Strengths Finder 2.0 is an online personality test disguised as a book. The test administrators charge you to take their test. To make the idea of spending $25 to take a personality test palatable, they throw in a hardcover book.
The schtick is: this test finds your strengths. According to the authors, other personality tests point out where you are on some scale: e.g., extrovert vs introvert. The authors decided to instead focus on strengths; glad-handing or sulking for extroverts and introverts. (Ha. I kid. Oh jeez, did I just rile up people at either end of that personality scale? Moving right along...) Why do they take this approach?
The authors say that other personality tests focus on people's weaknesses.
Huh?
There are a bunch of personality tests out there. You might have heard of Meyers-Briggs, those folks who can describe you with a four-letter word acronym. There are others: True Colors, OCEAN/Big5, What Harry Potter Character are you Most Like? I've taken a bunch of these. None of them focused on my shortcomings... well, I was kind of disappointed to find out that I'm not similar to Hermione Granger, but let's not dwell on that.

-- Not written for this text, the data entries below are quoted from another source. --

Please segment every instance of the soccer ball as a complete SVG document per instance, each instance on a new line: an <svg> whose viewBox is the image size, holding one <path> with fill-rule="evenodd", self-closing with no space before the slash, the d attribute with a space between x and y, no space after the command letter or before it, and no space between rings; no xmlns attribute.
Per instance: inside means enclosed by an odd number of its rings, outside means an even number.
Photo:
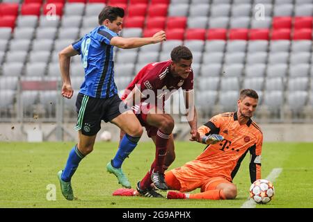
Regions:
<svg viewBox="0 0 313 222"><path fill-rule="evenodd" d="M265 204L270 202L274 194L274 186L267 180L257 180L250 187L250 197L257 203Z"/></svg>
<svg viewBox="0 0 313 222"><path fill-rule="evenodd" d="M100 135L100 139L102 141L109 142L112 139L112 135L109 131L103 131Z"/></svg>

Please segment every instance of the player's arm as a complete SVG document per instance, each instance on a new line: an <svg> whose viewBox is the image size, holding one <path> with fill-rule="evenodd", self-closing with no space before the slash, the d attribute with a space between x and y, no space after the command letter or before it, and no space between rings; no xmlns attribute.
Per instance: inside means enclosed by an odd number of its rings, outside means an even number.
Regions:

Maybe the authors of Strengths Finder think that people focus on the negatives because... well, I think that the authors are psychologists. Don't psychologists study pathological psychology a lot? They probably are used to other personality tests... the Autism-Spectrum quotient, the the NEO PI-R, the "Could I possibly be an Axe Murderer?" quiz.
But most folks don't do that. Most folks' encounters with personality tests are these pop-psych.... ahem. So.
So... as near as I can tell, this test's gimmick is based on a shaky premise.
There are some folks who I wish would read this book. Those are: people who have recently tried their first personality test and who have ascribed great significance to the results. You may have met these people. They are very excited. They have just found out that they are INTJ and what that means, and their places on the axes of personality. They have learned that people are different. They will talk your ear off about it. They can be very tiresome.
A good cure for this is: point them at another personality test. (I kinda like OCEAN/Big5, but I'm not sure that the choice of test matters much.) Just get them to take a second personality test. They take the test. It gives them a similar answer—but in a different way. One test plots your personality on a range between the extremes of Judging vs Perceiving. Another test figures out where you are between Compassion and Outspokenness. Apparently, there's more than one way to draw lines through the vector space of personalities.
Once folks figure out the arbitrary nature of how each measurement slices up the personality space, they calm down a bit.
And they've still learned the important thing: People are different. If you approach someone one way and it goes well, don't assume that the same approach will work well with someone else. It's worth it to learn to watch for people's reactions... because you can't assume that they'll all react the same way to stuff.